Black rice can be used in most recipes that use rice; however, certain adjustments should be made since, like brown rice, it has a nutty taste and a chewier texture.
This special variety of rice also contains anthocyanins, giving the grain a rich red color as well as antioxidant properties. In fact, compared to brown rice, red rice has ten times more antioxidants. Red rice is also packed with magnesium, which helps increase energy, and phosphorus, which helps build and repair bones and teeth. It also contains high amounts of molybdenum, an essential nutrient in fighting inflammation and autoimmune diseases. Molybdenum also acts as a catalyst, helping the body’s enzymes metabolize fats and carbohydrates and break down amino acids.
Apart from the nutty flavor common in whole grains, red rice also has an earthy flavor akin to potatoes. This makes red rice a perfect candidate for recipes like pilafs and risottos, since it holds various flavors well.

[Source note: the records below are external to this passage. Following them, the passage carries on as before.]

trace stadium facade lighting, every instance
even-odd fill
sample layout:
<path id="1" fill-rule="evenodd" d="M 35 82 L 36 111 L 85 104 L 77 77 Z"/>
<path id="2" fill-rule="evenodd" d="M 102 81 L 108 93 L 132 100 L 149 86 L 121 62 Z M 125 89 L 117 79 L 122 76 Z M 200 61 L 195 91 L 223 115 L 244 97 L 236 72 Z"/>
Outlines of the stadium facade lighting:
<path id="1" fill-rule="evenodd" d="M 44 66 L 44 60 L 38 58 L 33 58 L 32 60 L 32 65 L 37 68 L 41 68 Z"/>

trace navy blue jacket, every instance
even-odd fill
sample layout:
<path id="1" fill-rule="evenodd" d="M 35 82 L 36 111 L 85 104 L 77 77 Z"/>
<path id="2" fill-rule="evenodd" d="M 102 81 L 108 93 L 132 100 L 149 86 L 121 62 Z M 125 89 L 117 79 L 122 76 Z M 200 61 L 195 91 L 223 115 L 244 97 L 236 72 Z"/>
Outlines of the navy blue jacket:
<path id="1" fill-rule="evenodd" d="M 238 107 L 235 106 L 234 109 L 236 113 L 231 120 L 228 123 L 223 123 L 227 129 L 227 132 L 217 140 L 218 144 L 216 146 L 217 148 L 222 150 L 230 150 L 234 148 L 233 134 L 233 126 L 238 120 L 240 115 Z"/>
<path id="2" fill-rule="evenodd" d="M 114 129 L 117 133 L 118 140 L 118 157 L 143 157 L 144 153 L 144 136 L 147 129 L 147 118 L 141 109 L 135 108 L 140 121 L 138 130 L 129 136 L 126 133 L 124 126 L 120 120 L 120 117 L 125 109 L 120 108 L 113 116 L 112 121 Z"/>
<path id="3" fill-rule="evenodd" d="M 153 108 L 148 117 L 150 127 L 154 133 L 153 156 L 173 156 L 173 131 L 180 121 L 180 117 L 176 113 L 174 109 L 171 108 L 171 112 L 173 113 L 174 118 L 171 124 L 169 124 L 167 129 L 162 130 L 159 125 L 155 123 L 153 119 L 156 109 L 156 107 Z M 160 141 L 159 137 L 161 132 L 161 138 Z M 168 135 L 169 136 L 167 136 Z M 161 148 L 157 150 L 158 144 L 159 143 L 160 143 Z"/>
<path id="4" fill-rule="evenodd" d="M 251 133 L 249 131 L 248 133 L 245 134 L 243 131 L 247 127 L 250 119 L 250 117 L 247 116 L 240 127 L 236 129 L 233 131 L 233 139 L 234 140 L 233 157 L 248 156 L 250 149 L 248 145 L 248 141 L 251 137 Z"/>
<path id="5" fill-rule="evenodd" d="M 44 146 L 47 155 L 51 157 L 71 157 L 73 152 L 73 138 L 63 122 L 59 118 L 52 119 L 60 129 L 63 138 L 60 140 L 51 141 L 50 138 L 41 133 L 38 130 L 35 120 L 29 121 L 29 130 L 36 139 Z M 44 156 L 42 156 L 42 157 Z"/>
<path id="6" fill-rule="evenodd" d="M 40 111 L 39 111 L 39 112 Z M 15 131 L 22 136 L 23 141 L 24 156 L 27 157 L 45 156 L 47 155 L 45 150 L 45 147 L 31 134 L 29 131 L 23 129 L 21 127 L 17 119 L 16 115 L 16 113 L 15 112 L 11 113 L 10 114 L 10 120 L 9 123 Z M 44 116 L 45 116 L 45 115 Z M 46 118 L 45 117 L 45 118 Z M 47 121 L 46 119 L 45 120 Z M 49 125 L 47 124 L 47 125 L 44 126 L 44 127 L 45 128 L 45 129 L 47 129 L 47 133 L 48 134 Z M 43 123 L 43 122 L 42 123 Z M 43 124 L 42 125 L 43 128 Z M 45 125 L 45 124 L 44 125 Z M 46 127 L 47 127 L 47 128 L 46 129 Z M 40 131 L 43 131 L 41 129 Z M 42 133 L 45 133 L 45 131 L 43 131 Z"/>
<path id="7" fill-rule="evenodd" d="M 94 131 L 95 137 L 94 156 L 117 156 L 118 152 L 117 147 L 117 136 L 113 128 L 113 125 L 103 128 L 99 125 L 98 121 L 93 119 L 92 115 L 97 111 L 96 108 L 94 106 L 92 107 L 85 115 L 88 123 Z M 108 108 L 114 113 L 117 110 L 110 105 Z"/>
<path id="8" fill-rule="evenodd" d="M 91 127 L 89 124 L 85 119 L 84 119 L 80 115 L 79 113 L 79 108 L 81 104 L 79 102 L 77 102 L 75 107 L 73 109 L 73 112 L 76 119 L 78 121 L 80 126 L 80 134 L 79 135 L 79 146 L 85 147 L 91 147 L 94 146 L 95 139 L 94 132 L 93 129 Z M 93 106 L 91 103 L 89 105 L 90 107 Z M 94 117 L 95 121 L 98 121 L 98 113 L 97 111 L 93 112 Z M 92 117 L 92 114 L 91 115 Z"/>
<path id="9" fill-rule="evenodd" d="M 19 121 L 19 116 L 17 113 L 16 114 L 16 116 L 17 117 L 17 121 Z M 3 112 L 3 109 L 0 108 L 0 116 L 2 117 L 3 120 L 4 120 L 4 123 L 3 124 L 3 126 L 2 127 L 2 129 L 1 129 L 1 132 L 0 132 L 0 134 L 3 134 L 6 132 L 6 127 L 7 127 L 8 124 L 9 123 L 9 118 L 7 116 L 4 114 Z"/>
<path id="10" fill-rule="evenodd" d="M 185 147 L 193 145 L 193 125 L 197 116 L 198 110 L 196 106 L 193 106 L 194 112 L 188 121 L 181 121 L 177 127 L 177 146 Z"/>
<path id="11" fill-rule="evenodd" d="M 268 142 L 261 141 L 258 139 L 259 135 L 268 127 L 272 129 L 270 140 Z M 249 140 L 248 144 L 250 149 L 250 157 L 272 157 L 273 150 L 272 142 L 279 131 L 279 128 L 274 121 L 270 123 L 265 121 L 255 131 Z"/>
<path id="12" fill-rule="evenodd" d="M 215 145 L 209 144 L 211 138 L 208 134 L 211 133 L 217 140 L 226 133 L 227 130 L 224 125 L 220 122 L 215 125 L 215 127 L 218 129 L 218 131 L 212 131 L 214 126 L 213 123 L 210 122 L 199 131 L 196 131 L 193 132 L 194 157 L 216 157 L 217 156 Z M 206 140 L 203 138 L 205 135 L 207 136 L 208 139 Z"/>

All of this doesn’t mean that white rice doesn’t have its benefits, however. In fact, the milling and polishing processes that white rice undergoes strips it of phytic acid, a substance that affects the body’s absorption of minerals. White rice is also easier to digest, which is beneficial for people with chronic digestive issues. Finally white rice stores longer than brown, black, or red rice, making it less prone to wastage.
When it all boils down to it, your choice of rice is dependent on your palate. Nonetheless, if you’re looking for healthy and flavorful options, then you should definitely consider brown, black, and red rice. It may take some time to get used to them, but the benefits are worth it.